The tears stream down her face. “Me really did want better fi them children, but you grandfather was a worthless man. Him could read and write, so you would think him would make sure them children get some schooling. But that man was a dirty sinner, and a gambler—a careless rum drinker who never come home! Every time me ask him fi stop gambling, him cuss me. If me answer him, him beat me. That is why me don’t have much hearing in me ears. Your grandfather beat out all me hearing out of me ears. And that is why me give me life to God. When nobody can help you, you only have to turn to God. Every day me ask God fi make you grandfather help me. But that man was a worthless man. Because of that, you Uncle David still can’t read a lick. But you Uncle Harold was different. When Harold was a likkle boy, all the policemen them say him could be a doctor. Him is a big policeman down in Bethel Town now. Your mother was bright too, but because me couldn’t afford the clothes she want to wear she stop going to school. But all of that is done and gone. And God know why him make everything happen. We just have to put our trust in him. He know what is best for us wretched sinners.”

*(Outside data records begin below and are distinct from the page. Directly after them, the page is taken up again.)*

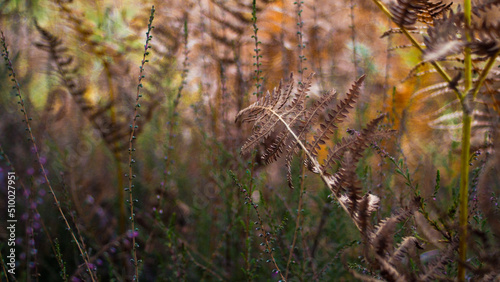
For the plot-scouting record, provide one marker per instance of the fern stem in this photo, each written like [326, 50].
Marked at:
[313, 160]
[415, 43]
[300, 36]
[484, 74]
[27, 119]
[464, 161]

I am not so sure that I want to put my trust in such a God. “Grandma, what if God wasn’t paying attention to you and that is why all those things happen to you? What if God is not listening when you pray?”

“Stacey, kibba you mouth and let me tell you something. And this is probably the most important thing me have to tell you. Trust God, Stacey, trust God and learn you book. Ask God to make you learn it good, good enough so that no man could use you as a beating stick.”

“So where is we grandfather now? Him old like you? Him living in Lottery still?”

“Lawd ha mercy, Stacey, it getting late. Is time for you to go to school. Don’t worry yourself, man—me will tell you the rest another time. Get up from there and come put on your school clothes.”